After Saturday’s win over Michigan State was long over, senior Willis Barringer went to running backs coach Fred Jackson for some advice. Barringer fumbled the ball twice during the game, and Jackson gave him some pointers on how to hold on to the pigskin.

But Barringer is not a running back – not even close. Barringer is the team’s starting free safety. What did he learn from Jackson? He said that Jackson showed him exactly how to hold the football. But that wasn’t all he learned.

“I’ll probably just fall down,” Barringer said when asked what he would do the next time he got an interception.

It’s not often that a safety manages to fumble twice in one game. Most safeties are just lucky to even touch the ball twice in one game. Barringer took care of that with two first-half interceptions.

“Well, Willis set a Michigan record in that game. He caught two passes and fumbled them both,” Michigan coach Lloyd Carr said.

At the very end of the first quarter, the Spartans were trailing 14-7 when they tried to get a little fancy. On first down deep in Michigan’s territory, the Spartans’ Jerramy Scott took the toss from quarterback Drew Stanton and threw a pass deep down the sideline intended for tight end Dwayne Holmes.

Barringer stepped in front of the pass and made the interception before Holmes stripped him a second later. The referee originally called it an incomplete pass because he said that Barringer never had control – but replay revealed that Barringer made the catch and Michigan took over possession.

“I thought I caught it and I thought I possessed it, but I guess they wanted to review it,” Barringer said. “I was just ready to go onto the next play and just play defense.”

Barringer got his second interception on the last play of the first half. Michigan was up by three and the Spartans had the ball on the 35-yard line. Stanton tried to get a Hail Mary down the left sideline, and Barringer was there once again.

“What goes through my mind is, ‘Thank you,’ ” Barringer said.

Shortly afterward, the safety fumbled his second interception of the game, but, just like the first time, Michigan recovered it.

At the beginning of the year, it didn’t look like Barringer would start. He ran the 40-yard dash in 4.3 seconds in high school, but, coming into this season, he had made just a handful of starts.

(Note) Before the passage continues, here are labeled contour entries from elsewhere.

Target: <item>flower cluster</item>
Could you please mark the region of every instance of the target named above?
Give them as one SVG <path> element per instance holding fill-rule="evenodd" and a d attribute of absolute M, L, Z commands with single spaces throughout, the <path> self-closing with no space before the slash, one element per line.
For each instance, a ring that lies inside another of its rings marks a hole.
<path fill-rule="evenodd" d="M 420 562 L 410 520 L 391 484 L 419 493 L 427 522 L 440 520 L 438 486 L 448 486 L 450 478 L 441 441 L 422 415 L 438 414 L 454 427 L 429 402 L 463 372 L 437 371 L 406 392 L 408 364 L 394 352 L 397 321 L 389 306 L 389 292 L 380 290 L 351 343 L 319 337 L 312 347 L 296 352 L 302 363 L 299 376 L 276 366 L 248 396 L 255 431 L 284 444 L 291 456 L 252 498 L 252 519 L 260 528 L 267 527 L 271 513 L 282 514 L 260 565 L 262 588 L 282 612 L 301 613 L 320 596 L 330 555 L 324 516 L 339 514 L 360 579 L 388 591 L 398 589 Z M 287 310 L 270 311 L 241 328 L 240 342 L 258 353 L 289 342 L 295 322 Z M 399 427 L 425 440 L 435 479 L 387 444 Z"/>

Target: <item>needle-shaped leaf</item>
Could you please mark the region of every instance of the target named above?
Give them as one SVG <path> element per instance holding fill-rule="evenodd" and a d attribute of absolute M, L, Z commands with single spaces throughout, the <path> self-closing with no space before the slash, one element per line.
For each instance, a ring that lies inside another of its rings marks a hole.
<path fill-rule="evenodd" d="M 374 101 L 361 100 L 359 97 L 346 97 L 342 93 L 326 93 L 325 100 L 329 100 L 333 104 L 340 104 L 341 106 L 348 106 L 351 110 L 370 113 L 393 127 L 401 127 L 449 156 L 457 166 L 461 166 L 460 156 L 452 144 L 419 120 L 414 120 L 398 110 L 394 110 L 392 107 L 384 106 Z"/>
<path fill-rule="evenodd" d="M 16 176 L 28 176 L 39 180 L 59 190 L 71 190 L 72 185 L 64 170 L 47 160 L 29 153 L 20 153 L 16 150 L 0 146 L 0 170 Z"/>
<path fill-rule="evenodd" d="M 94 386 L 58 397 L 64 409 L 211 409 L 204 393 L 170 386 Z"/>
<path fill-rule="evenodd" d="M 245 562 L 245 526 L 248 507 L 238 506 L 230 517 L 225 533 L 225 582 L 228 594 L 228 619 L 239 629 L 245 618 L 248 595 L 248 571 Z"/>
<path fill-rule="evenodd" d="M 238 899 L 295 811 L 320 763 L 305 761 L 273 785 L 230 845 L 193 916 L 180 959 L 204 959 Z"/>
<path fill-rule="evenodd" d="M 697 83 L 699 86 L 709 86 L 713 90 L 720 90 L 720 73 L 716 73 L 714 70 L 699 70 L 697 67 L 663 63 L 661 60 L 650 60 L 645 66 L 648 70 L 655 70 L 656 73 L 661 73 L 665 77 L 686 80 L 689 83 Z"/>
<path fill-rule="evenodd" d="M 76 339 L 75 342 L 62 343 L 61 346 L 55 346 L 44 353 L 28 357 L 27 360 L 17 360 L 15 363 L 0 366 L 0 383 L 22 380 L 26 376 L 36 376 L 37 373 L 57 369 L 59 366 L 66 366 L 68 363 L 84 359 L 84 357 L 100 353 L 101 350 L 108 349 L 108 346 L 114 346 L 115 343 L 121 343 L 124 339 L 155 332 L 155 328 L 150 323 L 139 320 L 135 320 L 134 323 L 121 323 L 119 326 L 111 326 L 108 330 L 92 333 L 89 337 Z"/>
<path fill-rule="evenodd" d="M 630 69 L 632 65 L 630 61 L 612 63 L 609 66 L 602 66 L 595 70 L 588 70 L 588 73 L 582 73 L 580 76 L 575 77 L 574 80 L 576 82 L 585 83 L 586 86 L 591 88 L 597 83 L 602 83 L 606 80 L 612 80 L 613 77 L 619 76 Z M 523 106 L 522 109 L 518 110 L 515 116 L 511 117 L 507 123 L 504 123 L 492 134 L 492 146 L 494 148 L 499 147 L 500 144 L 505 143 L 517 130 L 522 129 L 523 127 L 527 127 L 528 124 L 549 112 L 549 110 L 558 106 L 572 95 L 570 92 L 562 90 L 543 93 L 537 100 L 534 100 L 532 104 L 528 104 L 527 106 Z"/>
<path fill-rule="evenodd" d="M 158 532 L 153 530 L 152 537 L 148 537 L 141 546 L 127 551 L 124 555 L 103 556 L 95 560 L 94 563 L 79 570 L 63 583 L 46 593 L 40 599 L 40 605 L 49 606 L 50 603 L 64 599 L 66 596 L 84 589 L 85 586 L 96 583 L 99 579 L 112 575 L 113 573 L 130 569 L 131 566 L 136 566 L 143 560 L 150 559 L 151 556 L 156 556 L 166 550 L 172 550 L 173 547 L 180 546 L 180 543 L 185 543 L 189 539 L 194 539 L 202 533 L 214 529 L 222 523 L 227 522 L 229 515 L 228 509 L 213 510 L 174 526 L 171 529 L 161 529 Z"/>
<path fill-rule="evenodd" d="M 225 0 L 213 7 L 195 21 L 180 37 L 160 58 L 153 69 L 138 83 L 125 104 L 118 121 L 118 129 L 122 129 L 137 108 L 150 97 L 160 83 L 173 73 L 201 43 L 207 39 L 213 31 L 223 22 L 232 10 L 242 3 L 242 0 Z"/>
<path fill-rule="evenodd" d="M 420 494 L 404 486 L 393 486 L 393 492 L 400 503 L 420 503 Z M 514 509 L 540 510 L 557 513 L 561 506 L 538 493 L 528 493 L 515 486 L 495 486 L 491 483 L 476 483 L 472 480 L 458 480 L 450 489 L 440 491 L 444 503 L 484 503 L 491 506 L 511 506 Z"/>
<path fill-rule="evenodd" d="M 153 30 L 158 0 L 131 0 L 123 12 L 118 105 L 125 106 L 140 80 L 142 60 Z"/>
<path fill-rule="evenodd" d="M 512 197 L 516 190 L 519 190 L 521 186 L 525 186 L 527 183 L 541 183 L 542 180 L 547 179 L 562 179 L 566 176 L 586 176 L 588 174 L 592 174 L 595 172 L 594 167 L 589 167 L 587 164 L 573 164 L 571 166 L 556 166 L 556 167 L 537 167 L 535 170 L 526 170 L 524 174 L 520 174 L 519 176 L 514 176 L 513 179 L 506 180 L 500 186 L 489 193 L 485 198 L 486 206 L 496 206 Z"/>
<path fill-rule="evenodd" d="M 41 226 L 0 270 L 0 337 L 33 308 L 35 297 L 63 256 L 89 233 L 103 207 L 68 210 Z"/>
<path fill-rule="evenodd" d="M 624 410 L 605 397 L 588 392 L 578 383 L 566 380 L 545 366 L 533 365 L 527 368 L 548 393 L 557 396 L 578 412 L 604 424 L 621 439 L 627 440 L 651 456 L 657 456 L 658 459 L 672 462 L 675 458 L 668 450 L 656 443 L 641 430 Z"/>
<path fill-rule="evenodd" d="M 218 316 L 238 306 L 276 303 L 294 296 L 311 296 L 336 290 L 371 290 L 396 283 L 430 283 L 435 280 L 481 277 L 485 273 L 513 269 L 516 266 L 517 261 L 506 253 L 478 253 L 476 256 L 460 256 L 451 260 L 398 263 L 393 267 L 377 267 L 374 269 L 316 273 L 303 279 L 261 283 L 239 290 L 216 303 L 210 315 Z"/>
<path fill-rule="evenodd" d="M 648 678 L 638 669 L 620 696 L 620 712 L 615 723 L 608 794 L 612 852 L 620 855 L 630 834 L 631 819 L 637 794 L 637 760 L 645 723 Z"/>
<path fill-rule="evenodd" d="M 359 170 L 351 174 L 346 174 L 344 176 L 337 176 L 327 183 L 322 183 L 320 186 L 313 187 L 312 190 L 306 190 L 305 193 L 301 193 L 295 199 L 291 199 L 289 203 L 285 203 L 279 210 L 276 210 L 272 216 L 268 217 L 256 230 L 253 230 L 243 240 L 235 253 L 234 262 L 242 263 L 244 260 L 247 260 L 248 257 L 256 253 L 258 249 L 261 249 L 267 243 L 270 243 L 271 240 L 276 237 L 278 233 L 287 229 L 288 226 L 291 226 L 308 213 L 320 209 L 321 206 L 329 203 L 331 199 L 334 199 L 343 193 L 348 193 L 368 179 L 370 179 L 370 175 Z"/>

Even though the secondary lost two starters last season, the free safety position was actually settled. Junior Ryan Mundy, a two-year starter who even got significant action as a freshman, had the position all locked up. But a nerve injury has kept him from seeing significant playing time this year, and Carr said that Mundy will be out the entire season.

“I thought he would come back some time this season at least, but I just try to go in there and do as much as I can with the team,” Barringer said.

Carr said that Barringer proved himself throughout spring and fall practices, and, when it was determined that Mundy wouldn’t play, Barringer was named the starter.

“He is one of these guys that persevered,” Carr said. “I don’t think there is a more likable guy on our team. What he has done at a position where there was a lot of question about our secondary, and I think what he has done has just been outstanding. I personally couldn’t be happier for the guy because it hasn’t been easy for him.”

And now that he has the ball, Barringer has no plans of fumbling it away.